Um... No. My understanding is that it was a law put in place by the D.C. government. (Think City Mayor and Council)

Even if I'm wrong and it was a law that was put in place by a popular vote, the Courts can still strike it for being unconstitutional. Popular vote does not override rights guaranteed by said constiutution.

That is not judicial activism, that is doing their job, per Art. III.

kiov said:
If one of you guys can understand legalspeak and will actually read the documents, it would be great if you could outline some of the relevant points.
Here you go:

For the first time in our history, a Federal Appeals Court has actually struck down gun laws, as being unconstitutional, based solely upon Second Amendment grounds.

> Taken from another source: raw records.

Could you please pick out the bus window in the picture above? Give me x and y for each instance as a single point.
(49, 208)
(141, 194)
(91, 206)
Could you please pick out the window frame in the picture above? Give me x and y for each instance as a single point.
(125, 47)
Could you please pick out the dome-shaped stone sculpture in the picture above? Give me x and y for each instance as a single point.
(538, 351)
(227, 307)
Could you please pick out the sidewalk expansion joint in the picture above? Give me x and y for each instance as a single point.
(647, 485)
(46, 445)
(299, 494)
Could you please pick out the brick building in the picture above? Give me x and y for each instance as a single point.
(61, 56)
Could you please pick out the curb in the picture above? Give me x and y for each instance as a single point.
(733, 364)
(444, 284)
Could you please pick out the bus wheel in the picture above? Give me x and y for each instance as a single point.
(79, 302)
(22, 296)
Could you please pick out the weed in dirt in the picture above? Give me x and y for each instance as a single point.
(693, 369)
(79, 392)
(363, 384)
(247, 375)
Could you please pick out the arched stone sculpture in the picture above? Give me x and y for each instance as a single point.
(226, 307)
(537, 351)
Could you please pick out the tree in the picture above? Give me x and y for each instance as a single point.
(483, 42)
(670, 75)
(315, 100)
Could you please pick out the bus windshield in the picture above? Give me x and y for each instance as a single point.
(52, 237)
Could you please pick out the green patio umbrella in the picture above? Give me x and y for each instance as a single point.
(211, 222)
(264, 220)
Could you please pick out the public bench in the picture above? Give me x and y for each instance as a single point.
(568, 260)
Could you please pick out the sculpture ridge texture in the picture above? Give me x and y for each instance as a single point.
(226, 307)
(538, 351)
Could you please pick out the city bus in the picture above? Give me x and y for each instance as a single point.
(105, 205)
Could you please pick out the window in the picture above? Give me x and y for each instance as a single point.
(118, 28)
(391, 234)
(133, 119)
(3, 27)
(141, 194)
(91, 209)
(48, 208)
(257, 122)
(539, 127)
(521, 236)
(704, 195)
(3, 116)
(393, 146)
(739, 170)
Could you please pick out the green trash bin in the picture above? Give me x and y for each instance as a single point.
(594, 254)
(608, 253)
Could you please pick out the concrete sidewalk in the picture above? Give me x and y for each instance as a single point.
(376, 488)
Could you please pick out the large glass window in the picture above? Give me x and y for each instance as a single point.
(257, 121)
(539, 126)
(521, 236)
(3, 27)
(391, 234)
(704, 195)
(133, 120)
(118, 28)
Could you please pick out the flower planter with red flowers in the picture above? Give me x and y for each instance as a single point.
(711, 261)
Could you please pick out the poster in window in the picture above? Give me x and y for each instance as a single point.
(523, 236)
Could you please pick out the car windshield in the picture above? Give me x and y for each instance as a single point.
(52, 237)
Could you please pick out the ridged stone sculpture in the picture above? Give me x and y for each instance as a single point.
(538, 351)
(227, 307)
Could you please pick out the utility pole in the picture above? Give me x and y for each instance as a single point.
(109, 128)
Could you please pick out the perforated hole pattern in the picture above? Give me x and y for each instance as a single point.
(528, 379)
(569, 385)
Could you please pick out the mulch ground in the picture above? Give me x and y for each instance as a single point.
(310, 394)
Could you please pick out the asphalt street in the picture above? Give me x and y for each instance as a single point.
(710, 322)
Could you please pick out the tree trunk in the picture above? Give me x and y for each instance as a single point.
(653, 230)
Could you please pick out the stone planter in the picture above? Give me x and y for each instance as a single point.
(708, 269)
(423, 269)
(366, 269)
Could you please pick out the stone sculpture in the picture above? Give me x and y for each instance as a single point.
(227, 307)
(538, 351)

The 5th Circuit in Emerson, did not strike any laws. It merely held the right to be individual, but subject to reasonable restrictions. It did not hold that the right was a primary right to be held to strict scrutiny. As such, the Lautenberg amendment (Title 18 922(g)(9)) was held as a reasonable restriction (and by reference, all gun laws). Emerson's conviction was sustained.

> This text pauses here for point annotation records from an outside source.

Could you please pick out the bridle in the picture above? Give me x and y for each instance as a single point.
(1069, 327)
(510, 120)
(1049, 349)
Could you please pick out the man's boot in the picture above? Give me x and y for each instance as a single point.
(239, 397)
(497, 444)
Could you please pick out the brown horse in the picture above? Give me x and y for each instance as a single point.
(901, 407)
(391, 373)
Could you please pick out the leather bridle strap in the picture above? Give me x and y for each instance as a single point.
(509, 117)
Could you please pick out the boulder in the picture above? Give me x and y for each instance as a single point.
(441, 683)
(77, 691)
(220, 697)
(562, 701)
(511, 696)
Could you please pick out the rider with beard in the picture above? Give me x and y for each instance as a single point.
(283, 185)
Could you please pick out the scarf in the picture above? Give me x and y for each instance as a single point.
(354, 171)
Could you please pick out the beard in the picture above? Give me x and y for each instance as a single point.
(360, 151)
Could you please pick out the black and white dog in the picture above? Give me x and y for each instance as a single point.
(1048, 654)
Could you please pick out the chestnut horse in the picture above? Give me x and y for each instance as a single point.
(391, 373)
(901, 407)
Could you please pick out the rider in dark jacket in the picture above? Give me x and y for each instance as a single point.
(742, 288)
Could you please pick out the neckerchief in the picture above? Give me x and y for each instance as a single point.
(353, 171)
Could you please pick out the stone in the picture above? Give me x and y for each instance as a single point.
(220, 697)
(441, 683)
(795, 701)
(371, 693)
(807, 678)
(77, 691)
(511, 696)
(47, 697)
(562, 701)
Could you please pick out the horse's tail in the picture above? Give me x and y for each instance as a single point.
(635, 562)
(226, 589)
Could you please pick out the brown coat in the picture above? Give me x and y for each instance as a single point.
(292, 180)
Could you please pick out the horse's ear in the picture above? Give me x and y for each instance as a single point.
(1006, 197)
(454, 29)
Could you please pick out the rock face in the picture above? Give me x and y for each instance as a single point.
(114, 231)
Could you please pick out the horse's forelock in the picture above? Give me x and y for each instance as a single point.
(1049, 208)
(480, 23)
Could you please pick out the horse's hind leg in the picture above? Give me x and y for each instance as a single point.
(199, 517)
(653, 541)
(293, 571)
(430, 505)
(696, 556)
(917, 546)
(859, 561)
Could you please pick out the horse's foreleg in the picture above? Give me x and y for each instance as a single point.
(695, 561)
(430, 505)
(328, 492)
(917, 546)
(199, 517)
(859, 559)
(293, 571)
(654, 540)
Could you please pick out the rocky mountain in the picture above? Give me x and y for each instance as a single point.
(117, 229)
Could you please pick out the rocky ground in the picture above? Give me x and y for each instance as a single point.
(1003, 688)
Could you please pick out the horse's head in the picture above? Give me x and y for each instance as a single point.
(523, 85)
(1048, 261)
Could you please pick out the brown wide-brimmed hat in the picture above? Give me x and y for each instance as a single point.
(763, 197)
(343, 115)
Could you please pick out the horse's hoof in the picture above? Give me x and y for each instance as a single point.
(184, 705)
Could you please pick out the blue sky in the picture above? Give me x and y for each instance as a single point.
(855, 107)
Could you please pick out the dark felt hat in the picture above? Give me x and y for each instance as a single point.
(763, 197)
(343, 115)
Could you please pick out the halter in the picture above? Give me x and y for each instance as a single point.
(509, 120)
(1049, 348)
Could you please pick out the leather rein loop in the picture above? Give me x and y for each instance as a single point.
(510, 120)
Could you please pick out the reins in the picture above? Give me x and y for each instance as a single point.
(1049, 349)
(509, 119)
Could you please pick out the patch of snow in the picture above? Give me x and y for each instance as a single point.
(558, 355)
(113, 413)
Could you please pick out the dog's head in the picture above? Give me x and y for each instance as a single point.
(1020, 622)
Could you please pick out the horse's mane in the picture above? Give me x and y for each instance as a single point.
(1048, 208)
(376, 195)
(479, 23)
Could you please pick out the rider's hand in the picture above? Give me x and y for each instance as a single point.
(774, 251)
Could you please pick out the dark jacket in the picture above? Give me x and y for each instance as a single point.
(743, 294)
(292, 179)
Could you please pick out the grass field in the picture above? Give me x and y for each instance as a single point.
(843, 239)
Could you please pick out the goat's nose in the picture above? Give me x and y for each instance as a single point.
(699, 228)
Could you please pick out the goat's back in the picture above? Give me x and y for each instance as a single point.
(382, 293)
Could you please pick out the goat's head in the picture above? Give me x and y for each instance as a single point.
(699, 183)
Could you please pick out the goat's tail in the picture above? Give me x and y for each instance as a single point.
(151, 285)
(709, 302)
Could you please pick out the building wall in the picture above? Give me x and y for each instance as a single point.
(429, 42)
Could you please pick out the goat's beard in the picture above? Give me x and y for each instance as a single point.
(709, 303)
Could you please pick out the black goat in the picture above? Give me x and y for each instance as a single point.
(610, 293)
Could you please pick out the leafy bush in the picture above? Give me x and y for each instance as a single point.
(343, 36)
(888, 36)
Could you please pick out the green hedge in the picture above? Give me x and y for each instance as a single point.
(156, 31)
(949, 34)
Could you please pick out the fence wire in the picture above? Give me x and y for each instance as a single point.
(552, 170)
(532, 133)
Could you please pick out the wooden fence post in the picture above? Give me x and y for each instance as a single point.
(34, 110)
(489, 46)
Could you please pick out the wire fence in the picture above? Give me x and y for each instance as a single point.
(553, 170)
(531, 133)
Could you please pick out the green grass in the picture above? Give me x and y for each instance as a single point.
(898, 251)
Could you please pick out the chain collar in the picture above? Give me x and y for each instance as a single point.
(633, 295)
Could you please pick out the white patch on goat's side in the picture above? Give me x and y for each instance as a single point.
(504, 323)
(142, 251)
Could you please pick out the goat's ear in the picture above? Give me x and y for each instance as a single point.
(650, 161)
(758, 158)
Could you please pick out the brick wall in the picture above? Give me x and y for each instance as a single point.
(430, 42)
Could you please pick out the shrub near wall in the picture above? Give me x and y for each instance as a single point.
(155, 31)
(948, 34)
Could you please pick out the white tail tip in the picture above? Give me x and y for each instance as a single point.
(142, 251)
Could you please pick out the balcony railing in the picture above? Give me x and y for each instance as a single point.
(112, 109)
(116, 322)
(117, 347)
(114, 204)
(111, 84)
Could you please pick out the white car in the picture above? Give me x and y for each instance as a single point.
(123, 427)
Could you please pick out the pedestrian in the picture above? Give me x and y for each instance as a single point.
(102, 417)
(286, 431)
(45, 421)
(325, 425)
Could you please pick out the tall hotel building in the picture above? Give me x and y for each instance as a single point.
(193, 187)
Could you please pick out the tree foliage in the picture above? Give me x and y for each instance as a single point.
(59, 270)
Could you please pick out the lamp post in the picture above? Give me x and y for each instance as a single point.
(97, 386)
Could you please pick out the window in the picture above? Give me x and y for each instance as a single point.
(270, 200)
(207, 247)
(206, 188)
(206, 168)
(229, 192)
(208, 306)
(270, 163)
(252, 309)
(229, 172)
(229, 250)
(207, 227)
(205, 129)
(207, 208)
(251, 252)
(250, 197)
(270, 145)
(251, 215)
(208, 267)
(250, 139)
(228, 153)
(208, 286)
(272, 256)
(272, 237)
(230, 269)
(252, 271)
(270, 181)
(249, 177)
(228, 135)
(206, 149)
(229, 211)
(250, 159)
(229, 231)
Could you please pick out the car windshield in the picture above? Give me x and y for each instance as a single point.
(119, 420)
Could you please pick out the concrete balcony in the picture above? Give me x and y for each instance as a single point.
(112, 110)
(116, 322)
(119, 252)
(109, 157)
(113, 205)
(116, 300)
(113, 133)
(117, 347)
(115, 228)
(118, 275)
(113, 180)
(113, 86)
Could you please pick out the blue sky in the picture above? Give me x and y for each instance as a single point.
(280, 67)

The 5th Circuit's decision was that the 2nd was an individual right, but a right that had no teeth.

Here, the D.C. Circuit provided not just teeth, but fangs!

Two laws were struck down: 1) It is no longer necessary to register a handgun for use strictly within your home nor is it a crime to move the firearm from room to room within the home (D.C. Code 22-4504) and 2) keep it in a disassembled (unusable) state (D.C. Code 7-2507.02).

Further, the D.C. Circuit held that the 2A right is an individual right and that the implements of the right may not be outright banned. That the firearms do not have to have a direct relationship to the Militia (e.g. Miller), but may be any firearm in use today.

D.C. Mayor Fenty has said that they will appeal. That leaves only two avenues open. They can appeal to the entire Circuit (en banc), a course that is not always wise, as en banc appeals are rarely given or they can appeal directly to the Supreme Court (yes, the City can appeal to the SCOTUS if they lose the en banc appeal). Fenty has also said that, "We intend to do everything in our power to work to get this decision overturned, and in the meantime, we will vigorously enforce our handgun law." That last had to be in reference to the general handgun registration law that was not struck down. If it was in reference to the stricken laws, he may need to have a conversation with his D.A.

D.C. will, of course, ask for a stay in execution of the Circuits ruling while the appeal is still pending. Do not assume that this stay will be automatically granted. It's a coin toss, either way.

As of this moment, two of D.C.'s gun laws have been struck... And by inference, any other laws banning the use of firearms for personal defense in other federal enclaves (military housing may not be affected as they fall under military jurisdiction and would have to be adjudicated there first).

GoSlash27 said:
Does anybody have a feel for the current makeup of the SC in regards to the 2nd Amdt?

I believe that under the current makeup of the court, it would be 4 against and 4 for, with Kennedy the prevailing (and pivotal) vote.

As a final of note, there are the political ramifications. This ruling (and any appeals) will play heavily in the 2008 presidential and congressional races.
 
As of this moment, two of D.C.'s gun laws have been struck... And by inference, any other laws banning the use of firearms for personal defense in other federal enclaves
Interesting inference. National Parks?
 
Further, the D.C. Circuit held that the 2A right is an individual right and that the implements of the right may not be outright banned.